The task of “catching the bad guys” perpetrating these inhuman acts is no doubt a challenging one and hopefully the outcome of this project will provide an effective method for curbing this canker.

I will end this post with a quote by William Wilberforce: “If to be feelingly alive to the sufferings of my fellow creatures is to be a fanatic, I am one of the most incurable fanatics ever permitted to be at large.”


Yeng is a PhD Candidate whose research interests include predictive modeling and variable selection. We thought this posting was a great excuse to get to know a little more about her, so we we asked her a few questions!

Q: What do you find most interesting/compelling about your research?

A: What I find most compelling about my research is the potential of saving lives by helping to put a stop to modern-day slavery.

Q: What do you see are the biggest or most pressing challenges in your research area?

A: The most pressing challenge at the moment is building a statistical model for age prediction using body poses in order to help in distinguishing between underage and adult victims.

Q: Give five tips for starting a successful doomsday cult! One tip should be about fostering the deviancy amplification spiral in your potential followers.

A: i) Run for student body president as a way of getting students on board. Could insert subtle messages about an imminent robot apocalypse in the numerous emails that the student president is allowed to send to students.

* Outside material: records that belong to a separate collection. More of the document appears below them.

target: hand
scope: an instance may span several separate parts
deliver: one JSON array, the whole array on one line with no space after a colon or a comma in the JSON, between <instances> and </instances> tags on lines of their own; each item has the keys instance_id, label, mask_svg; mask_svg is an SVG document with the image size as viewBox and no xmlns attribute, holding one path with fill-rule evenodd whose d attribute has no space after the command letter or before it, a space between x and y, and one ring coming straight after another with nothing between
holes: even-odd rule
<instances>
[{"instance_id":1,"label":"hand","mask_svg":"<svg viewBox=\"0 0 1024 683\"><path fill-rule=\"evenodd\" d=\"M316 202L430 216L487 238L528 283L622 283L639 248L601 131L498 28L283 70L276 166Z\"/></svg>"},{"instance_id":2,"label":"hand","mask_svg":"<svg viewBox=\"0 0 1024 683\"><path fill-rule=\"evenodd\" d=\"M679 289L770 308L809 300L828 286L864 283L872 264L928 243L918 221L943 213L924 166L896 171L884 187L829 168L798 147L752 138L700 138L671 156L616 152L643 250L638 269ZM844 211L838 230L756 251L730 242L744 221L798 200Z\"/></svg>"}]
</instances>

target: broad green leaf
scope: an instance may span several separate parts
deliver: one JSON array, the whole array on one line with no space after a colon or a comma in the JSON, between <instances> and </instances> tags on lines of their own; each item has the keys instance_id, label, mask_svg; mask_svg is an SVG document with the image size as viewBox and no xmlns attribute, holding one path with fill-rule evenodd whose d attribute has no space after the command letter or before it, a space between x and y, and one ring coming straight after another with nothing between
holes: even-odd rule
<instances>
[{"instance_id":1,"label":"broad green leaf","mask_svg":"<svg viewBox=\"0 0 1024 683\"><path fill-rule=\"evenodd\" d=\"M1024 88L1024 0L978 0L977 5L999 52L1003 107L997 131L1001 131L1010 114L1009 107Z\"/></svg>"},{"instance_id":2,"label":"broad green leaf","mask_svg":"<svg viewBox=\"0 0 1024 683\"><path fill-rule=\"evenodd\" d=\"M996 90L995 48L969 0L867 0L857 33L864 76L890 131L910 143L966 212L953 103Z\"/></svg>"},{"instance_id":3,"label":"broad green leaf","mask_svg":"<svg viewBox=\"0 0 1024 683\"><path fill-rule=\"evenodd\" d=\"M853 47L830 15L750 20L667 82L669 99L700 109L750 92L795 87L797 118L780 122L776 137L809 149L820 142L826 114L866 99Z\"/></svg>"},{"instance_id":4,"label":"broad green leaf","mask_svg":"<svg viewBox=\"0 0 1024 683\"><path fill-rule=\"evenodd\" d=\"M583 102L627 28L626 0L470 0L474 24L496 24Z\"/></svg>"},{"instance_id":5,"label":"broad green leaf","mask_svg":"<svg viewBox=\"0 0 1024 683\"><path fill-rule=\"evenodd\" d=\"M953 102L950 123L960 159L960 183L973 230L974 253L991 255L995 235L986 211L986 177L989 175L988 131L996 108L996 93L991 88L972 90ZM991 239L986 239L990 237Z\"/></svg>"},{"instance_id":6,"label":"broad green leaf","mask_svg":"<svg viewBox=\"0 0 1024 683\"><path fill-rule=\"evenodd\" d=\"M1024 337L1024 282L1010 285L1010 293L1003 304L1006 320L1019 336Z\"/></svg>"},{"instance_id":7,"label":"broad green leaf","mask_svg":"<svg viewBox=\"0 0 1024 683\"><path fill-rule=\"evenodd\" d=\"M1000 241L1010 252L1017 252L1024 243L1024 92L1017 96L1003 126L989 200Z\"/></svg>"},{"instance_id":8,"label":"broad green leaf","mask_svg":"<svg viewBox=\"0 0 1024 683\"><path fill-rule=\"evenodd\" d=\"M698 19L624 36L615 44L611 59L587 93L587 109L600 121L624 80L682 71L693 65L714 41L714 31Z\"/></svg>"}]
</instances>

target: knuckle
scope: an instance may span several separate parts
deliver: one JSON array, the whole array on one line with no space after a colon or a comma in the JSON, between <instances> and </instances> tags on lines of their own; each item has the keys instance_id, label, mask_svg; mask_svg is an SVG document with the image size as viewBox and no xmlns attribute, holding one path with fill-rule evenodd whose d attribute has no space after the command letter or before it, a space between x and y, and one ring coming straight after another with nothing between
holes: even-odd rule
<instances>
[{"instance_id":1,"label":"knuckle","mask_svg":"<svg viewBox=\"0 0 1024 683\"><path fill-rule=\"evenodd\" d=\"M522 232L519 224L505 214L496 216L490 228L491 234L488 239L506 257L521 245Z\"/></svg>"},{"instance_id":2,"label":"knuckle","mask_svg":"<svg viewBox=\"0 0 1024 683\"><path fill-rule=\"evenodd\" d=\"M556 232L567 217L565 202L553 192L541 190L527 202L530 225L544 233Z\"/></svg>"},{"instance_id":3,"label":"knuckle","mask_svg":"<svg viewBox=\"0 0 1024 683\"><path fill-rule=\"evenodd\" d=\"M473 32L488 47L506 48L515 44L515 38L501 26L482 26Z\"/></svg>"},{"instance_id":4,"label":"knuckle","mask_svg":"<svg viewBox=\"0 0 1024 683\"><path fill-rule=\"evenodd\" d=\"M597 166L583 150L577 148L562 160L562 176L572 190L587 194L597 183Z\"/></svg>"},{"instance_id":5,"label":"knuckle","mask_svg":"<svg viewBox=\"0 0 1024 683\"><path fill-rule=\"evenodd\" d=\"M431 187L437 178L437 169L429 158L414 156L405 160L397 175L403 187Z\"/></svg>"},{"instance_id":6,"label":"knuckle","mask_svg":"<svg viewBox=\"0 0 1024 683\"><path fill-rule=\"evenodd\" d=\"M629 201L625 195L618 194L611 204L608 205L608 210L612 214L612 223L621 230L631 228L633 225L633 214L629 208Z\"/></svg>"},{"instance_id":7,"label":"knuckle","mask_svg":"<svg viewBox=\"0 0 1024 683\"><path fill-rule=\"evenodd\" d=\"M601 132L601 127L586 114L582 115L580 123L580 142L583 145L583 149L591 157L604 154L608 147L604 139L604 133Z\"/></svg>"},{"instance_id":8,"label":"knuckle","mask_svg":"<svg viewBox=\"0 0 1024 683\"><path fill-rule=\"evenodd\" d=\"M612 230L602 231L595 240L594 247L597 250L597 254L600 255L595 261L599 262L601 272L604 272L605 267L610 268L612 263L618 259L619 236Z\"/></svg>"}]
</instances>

ii) Reach out to the fraternities and sororities as a way of garnering more support

iii) Put out a story online about a prominent figure in the academic community who is working on helping law enforcement to curtail human trafficking and yet has his own coffle of slaves in the guise of a lab, with proof and all(made-up or not). This should elicit moral outrage and help foster the deviancy amplification spiral somewhat, I think.

iv) Work on getting a couple of notable figures involved, probably someone from the academic community. For instance, convincing EBL that an apocalypse is imminent will be a step in convincing many. How to go about that, I’m not certain.

v) The least probable tactic will be to convince the most powerful man in the world that unlike global warming, a robot apocalypse is real and imminent.